MCP Server (for AI Agents)

Seer includes an MCP server for integration with Claude Code and other AI tools:

{
  "mcpServers": {
    "seer": {
      "command": "npx",
      "args": ["seer-mcp"]
    }
  }
}

Available tools:

  • check_page — Check a URL for CSS issues
  • check_html — Check raw HTML content
  • check_file — Check a local HTML file
  • screenshot — Take a screenshot (returns image for visual debugging)

Configuration

// seer.config.js
export default {
  checks: {
    overflow: { horizontal: true },
    touchTargets: { minWidth: 44, minHeight: 44 },
    clickability: { checkCorners: true },
    textOverflow: { allowEllipsis: true },
  },
  ignore: ['.tooltip', '[data-seer-ignore]'],
};

Ignoring Elements

<!-- Skip specific elements -->
<input type="checkbox" data-seer-ignore>

CI Integration

# .github/workflows/css-health.yml
name: CSS Health Check
on: [push, pull_request]

jobs:
  check:
    runs-on: ubuntu-latest
    steps:
      - uses: actions/checkout@v4
      - uses: actions/setup-node@v4
      - run: npm ci
      - run: npm run build
      - run: npm start & npx wait-on http://localhost:3000
      - run: npx seer check --fail-on warning http://localhost:3000

Tip: Chromium downloads automatically on first run. For faster CI, cache ~/.cache/ms-playwright or pre-install with npx playwright install chromium.

CLI Reference

seer check <urls...>
  -v, --viewport <size>      Viewport size (e.g., 375x667,1920x1080)
  -f, --format <format>      Output: text, json, junit
  -o, --only <checks>        Run specific checks only
  -i, --ignore <selectors>   Ignore matching elements
  -c, --config <path>        Config file path
  --fail-on <severity>       Exit code 1 on: error, warning
  --headed                   Show browser window
  --wait-for-hydration       Wait for SPA hydration

seer dev
  -r, --routes <routes>      Routes to check (default: /)
  -p, --port <port>          Dev server port
  --framework <name>         Framework override
  --no-start-server          Use existing dev server

How It Works

Seer doesn't compare screenshots. Instead, it queries the DOM:

// Overflow detection
document.documentElement.scrollWidth > document.documentElement.clientWidth

// Covered element detection
document.elementFromPoint(x, y) !== expectedElement

// Touch target detection
element.getBoundingClientRect().width < 44

These checks are deterministic, fast, and don't require human review.

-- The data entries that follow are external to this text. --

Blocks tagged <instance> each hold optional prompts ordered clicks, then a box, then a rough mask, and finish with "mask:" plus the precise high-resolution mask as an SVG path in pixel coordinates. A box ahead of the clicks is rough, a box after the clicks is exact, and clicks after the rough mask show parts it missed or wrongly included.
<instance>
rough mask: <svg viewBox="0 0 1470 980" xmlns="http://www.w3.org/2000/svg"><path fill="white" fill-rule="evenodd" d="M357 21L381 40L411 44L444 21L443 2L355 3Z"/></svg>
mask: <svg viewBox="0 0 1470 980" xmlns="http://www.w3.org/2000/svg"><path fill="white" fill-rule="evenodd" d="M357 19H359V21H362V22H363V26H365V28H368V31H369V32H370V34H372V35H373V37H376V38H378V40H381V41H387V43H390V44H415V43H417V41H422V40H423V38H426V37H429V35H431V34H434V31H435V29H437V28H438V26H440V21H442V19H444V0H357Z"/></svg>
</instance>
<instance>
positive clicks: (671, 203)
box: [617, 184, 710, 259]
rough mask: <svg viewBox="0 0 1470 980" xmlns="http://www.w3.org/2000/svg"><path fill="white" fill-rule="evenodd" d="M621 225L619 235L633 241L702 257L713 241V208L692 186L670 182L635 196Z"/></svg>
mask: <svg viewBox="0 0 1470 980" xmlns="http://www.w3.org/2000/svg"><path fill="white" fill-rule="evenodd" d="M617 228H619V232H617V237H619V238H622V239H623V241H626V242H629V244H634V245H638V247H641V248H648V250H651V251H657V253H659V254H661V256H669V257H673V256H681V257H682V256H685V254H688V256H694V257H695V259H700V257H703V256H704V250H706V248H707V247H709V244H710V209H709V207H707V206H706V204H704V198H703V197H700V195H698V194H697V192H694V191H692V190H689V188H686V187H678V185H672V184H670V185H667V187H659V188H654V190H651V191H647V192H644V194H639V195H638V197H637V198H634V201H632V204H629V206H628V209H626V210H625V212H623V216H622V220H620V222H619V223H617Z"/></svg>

Why Not Visual Regression?

Visual regression (screenshot comparison) catches everything but requires human review for every change. Seer catches structural bugs that are objectively wrong:

| Visual Regression | Seer | |-------------------|------| | Catches color changes | Catches layout bugs | | Requires baseline images | No baselines needed | | Needs human review | Fully automated | | Slow (image comparison) | Fast (DOM queries) |

Use both! Visual regression for design fidelity, Seer for structural correctness.